Of course, some people go through life trying to set goals and accomplishments without thinking very much about the impact that attaining those things has on others—for example, an astronomer who discovers a star that is named after them. Or, a wealthy person who sets and achieves a goal of making the world’s richest list. One way to focus on your personal legacy is to see if you can achieve what you, personally, want to achieve, but also have that goal benefit others—donating time or treasure to a charitable organization, inventing something that helps protect the environment—a “win-win” situation for you and for others.

The Meaning of Your Life

In the end, we all want to feel that we have lived a life worth living. What constitutes a good life? To some extent, that is a philosophical question, but psychologists have a lot to say about it, too (Park & Peterson, 2009).
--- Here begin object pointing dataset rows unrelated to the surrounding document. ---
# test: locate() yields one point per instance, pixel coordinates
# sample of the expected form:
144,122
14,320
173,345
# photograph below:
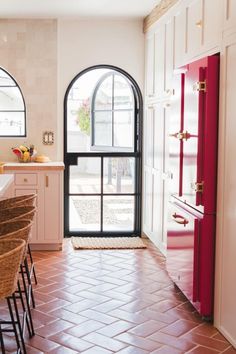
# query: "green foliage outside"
83,117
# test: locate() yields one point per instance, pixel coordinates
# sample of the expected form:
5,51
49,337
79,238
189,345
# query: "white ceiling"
76,8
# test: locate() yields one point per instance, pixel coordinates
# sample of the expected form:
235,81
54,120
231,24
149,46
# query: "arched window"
112,114
12,107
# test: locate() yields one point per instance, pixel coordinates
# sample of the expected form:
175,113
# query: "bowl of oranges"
24,153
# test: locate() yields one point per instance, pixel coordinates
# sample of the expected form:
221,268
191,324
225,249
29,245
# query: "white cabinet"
179,37
169,56
52,202
230,14
159,61
194,28
155,162
47,183
211,24
225,275
149,66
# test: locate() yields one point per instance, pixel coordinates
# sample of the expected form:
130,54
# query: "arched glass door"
102,154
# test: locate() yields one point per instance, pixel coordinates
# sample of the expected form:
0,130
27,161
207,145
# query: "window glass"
104,95
12,107
103,128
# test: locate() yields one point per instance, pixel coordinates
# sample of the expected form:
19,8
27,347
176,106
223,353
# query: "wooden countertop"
5,182
33,166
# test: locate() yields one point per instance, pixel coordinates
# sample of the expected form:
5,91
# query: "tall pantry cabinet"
158,89
225,280
190,30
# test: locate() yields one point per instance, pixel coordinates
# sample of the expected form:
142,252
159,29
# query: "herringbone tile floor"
114,301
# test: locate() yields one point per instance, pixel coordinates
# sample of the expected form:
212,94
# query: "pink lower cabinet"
46,180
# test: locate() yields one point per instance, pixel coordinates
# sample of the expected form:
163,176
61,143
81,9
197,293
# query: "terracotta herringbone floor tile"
113,301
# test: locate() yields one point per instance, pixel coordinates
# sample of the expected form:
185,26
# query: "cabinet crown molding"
157,12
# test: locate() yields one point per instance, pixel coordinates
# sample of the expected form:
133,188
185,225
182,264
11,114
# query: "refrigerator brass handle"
46,181
179,219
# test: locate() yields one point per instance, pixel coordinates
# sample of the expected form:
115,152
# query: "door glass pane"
123,128
123,95
86,176
84,213
103,128
12,123
103,98
78,104
118,213
119,175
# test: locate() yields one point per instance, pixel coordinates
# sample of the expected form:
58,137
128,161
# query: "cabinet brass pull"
199,24
179,219
198,187
181,135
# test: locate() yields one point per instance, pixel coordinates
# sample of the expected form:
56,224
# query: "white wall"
85,43
28,51
45,55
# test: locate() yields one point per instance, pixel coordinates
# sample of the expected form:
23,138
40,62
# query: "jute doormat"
107,242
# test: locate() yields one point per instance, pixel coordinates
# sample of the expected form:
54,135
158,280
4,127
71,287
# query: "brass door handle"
179,219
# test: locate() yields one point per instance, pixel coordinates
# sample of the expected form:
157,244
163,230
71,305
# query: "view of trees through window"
100,113
12,107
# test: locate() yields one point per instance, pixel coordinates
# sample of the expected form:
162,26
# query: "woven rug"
107,242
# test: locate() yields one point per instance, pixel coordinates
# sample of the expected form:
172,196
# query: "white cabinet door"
19,192
230,14
158,127
149,66
159,61
148,137
148,201
52,205
194,28
157,214
179,37
211,23
169,56
226,240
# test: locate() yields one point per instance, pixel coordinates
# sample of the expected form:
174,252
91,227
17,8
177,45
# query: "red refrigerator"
193,165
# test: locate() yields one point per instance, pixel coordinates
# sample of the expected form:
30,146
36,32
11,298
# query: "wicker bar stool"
17,214
21,229
11,252
22,201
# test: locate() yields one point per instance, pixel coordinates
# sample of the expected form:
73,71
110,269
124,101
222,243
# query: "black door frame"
71,159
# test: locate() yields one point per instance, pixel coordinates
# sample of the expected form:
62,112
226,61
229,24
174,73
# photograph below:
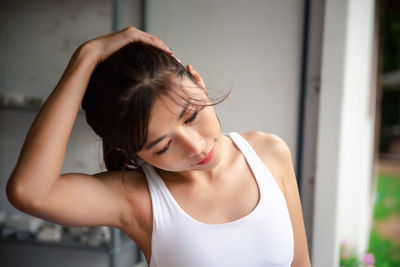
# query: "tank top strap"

A good life consists of having more positive than negative experiences, having positive and healthy relationships, and finding value in the things we do, including our work and careers. Ideally, if we have a good life, we leave behind an important and lasting legacy.

References

Park, N., & Peterson, C. (2009). Achieving and sustaining a good life. Perspectives on Psychological Science, 4(4), 422–428.

Erikson, E.H. (1994). Identity and the Life Cycle. WW Norton.